Mit einer stark blutenden Platzwunde musste der Kroate nach einem Ellbogenschlag von Sergio Ramos behandelt werden. Der serbische Schiedsrichter Milorad Mazic wertete die Szene nicht als absichtliches Foul, was vielleicht noch vertretbar war. Anders dagegen die Szene, als Dani Carvajal mit einer vermeintlichen Beißattacke und einem klaren Faustschlag im Brustbereich gegen Mandzukic vorging. Carvajal kam ohne Platzverweis davon.

Real-Mittelfeldstar Toni Kroos, der in der vergangenen Saison noch zusammen mit Mandzukic beim FC Bayern München gespielt hatte, gab sich hinterher diplomatisch: „Mandzukic ist auch kein Kind von Traurigkeit. Beide haben die Gelbe Karte gesehen. Dabei sollte man es belassen.“

Das sieht die Europäische Fußball-Union (Uefa) womöglich anders. Die Carvajal-Aktion fand im Rücken des Schiedsrichters statt. Real-Coach Carlo Ancelotti versuchte zwar die diskussionswürdigen Szenen herunterzuspielen. „Das kommt auf dem Platz vor. In solchen Spielen gibt es Kontakte unter den Spielern“, sagte der Italiener. Und der ehemalige Leverkusener Carvajal hat zumindest bestritten, Mandzukic gebissen zu haben. „Da ich nach dem Spiel sehe, dass ich beschuldigt werde, einen Gegenspieler gebissen zu haben, will ich klarstellen, dass ich niemanden gebissen habe, es gab auch keinen Versuch“, twitterte der 23-Jährige in der Nacht zum Mittwoch. Spanische Medien meinen allerdings, es sehe so aus, als ob Carvajal Kontrahent Mandzukic in der 61. Minute in den rechten Unterarm gebissen habe.
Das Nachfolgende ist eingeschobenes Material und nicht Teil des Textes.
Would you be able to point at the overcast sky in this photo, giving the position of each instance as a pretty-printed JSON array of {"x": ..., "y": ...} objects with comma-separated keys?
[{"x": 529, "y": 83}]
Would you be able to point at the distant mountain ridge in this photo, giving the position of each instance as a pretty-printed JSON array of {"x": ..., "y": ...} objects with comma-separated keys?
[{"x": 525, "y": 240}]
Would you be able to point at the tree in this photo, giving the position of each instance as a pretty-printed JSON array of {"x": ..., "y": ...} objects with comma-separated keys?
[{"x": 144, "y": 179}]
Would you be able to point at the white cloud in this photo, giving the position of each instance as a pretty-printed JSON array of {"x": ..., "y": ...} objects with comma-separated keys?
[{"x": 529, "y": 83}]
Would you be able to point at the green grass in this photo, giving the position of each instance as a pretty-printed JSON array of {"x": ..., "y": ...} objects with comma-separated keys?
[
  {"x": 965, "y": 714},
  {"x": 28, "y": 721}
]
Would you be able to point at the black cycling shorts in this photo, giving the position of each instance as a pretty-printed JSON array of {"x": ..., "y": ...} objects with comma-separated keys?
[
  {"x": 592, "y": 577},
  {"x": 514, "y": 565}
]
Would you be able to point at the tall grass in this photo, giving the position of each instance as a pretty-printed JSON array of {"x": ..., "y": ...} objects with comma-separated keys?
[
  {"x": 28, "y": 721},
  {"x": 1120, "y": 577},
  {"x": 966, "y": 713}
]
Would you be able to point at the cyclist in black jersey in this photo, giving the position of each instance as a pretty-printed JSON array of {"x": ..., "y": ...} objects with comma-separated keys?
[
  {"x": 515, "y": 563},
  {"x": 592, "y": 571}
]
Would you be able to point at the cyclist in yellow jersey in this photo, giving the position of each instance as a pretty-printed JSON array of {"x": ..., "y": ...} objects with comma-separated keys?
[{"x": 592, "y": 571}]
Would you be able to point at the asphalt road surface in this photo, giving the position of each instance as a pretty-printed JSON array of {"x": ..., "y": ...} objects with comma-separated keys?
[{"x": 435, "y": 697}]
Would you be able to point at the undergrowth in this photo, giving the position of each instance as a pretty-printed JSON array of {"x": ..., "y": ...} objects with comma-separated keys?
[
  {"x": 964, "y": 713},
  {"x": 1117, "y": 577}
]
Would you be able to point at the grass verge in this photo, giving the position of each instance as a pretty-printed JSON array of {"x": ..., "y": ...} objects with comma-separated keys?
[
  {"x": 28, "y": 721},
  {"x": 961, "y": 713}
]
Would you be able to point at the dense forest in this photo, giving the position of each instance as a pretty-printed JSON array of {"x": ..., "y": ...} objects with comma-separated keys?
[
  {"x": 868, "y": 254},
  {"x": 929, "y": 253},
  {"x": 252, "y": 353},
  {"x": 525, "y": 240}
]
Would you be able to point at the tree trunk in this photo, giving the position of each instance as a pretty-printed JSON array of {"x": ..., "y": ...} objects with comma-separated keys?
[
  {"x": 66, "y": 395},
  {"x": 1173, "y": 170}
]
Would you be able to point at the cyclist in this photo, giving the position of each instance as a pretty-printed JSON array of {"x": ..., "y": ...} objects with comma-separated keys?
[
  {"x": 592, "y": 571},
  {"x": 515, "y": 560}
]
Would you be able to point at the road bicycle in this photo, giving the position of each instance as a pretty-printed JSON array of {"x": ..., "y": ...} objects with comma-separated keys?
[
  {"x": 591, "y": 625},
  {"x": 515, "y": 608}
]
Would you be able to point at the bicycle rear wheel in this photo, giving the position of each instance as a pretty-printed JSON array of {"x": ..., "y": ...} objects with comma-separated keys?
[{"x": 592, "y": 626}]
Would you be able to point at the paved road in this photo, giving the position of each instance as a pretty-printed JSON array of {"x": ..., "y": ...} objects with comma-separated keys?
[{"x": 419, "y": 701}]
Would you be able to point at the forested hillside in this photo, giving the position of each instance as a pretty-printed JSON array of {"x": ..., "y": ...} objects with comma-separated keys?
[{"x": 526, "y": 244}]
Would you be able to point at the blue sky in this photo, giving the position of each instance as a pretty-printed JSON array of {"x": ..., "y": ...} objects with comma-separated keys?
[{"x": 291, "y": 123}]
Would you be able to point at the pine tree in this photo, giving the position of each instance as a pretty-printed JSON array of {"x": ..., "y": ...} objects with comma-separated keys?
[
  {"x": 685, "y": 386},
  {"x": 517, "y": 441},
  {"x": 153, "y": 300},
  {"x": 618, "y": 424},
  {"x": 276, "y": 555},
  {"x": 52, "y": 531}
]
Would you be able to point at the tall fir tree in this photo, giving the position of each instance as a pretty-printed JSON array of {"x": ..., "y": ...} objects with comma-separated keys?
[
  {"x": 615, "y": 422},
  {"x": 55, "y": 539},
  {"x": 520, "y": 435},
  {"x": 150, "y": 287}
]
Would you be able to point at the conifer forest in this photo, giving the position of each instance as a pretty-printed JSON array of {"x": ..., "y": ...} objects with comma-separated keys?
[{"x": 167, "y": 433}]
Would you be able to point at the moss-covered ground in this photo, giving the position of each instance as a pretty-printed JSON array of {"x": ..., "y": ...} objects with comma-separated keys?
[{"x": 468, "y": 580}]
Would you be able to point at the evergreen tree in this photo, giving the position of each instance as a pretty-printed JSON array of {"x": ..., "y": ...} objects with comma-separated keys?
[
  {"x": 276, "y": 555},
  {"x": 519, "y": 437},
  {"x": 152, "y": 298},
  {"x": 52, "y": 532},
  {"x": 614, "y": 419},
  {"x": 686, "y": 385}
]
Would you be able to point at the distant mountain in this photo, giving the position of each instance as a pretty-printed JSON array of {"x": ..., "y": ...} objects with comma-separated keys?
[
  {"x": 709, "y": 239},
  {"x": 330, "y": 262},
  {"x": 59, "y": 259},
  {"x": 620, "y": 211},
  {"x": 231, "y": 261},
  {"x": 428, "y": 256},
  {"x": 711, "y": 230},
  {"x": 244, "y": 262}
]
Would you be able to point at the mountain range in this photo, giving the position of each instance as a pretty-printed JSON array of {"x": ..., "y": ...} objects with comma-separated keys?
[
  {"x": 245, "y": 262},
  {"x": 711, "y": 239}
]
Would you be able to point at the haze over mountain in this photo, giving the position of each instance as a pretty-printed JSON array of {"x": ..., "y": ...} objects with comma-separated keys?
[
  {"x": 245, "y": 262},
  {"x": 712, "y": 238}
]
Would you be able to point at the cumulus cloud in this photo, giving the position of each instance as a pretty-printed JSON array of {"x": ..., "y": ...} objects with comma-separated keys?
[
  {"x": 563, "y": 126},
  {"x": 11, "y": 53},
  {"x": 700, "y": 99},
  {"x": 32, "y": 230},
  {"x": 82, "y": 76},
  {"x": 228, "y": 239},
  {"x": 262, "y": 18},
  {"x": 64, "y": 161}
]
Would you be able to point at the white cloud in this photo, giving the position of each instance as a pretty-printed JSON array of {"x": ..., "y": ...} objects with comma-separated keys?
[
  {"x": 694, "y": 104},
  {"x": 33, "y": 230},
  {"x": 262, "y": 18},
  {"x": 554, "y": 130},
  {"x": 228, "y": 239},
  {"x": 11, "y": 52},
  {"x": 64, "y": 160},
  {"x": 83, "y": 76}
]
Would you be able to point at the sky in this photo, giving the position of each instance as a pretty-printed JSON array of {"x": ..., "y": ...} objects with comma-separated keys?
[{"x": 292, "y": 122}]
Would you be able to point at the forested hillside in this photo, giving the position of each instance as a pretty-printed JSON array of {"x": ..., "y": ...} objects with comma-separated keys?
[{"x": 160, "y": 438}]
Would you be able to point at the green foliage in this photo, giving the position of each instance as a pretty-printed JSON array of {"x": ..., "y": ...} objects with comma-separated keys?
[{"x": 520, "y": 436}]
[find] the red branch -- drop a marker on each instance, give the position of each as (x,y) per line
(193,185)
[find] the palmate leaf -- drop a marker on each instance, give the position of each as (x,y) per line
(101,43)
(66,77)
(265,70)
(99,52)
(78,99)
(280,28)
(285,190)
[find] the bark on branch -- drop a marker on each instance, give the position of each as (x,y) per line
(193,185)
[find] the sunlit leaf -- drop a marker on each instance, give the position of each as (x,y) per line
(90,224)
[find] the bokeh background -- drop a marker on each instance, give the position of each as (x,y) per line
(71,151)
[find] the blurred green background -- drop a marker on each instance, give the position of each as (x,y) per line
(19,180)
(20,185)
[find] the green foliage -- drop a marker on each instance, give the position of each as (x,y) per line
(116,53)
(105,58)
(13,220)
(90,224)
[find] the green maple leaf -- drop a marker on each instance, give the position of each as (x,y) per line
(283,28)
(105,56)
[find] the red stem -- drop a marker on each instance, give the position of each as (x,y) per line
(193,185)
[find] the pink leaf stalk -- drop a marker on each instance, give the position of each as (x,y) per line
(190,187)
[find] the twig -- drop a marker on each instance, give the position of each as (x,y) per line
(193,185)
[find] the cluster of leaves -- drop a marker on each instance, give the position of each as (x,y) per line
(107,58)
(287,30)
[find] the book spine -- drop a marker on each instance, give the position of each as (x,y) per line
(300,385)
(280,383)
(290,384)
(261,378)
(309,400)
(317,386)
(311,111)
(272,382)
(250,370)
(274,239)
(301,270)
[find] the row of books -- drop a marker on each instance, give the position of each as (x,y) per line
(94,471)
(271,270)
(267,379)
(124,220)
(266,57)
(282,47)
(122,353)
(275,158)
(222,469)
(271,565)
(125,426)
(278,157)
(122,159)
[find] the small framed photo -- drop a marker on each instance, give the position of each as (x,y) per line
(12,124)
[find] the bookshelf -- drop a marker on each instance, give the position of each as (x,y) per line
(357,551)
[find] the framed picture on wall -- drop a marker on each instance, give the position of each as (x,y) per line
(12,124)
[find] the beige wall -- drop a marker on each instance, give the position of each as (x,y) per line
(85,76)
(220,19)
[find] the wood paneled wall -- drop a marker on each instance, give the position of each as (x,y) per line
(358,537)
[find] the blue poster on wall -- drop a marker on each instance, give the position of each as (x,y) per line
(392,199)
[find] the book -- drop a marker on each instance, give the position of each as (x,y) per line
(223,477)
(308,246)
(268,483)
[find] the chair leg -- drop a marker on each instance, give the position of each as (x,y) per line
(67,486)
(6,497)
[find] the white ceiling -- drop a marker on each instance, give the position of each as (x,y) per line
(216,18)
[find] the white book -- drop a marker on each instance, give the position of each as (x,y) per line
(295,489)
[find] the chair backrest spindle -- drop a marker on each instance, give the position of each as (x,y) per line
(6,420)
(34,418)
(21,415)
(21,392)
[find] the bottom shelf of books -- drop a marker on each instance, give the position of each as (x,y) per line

Beißen vielleicht, Faustschlag sicher

Klar zu erkennen ist bei den TV-Bildern, wie der Verteidiger seinen Gegenspieler im Real-Strafraum mit der Faust vor die Brust schlägt und Mandzukic zu Boden fällt. Schiedsrichter Milorad Mazic pfiff aber nicht.

Bei Real Madrid fürchtet man nun, dass Europas Fußball-Union anhand der TV-Bilder eine Ermittlung einleiten könne, schrieb die Sportzeitung „As“. „Ich kann die Szene nicht einschätzen, aber wenn die Uefa etwas sieht, muss sie handeln“, meinte Atlético-Kapitän Gabi, während sich Mandzukic zu dem Vorfall nicht mehr äußerte. Zur Erinnerung: Wegen seiner Beißattacke gegen den Italiener Giorgio Chiellini bei der WM in Brasilien war der Uruguayer Luis Suárez 2014 für neun Spiele und vier Monate gesperrt worden.

Fußball wurde auch gespielt in dem von Emotionen durchgeschüttelten 272. „Derbi madrileno“. Dabei war der Titelverteidiger, der im Finale 2014 Atlético erst in der Verlängerung mit 4:1 niedergerungen hatte, in der ersten Halbzeit die bessere Mannschaft. Doch Gareth Bale (4. und 32.) und James Rodriguez (36. und 43.) vergaben beste Chancen.

Das achte Treffen der Saison

In einer Woche, am 22. April, sehen sich die Rivalen nun wieder – zum bereits achten Mal in dieser Saison. In den bisherigen sieben Spielen ist Atlético noch ungeschlagen (4 Siege, 3 Unentschieden). „Wir wollen das Spiel gewinnen, dann ist die Auswärtstor-Regel egal“, kündigte Kroos an.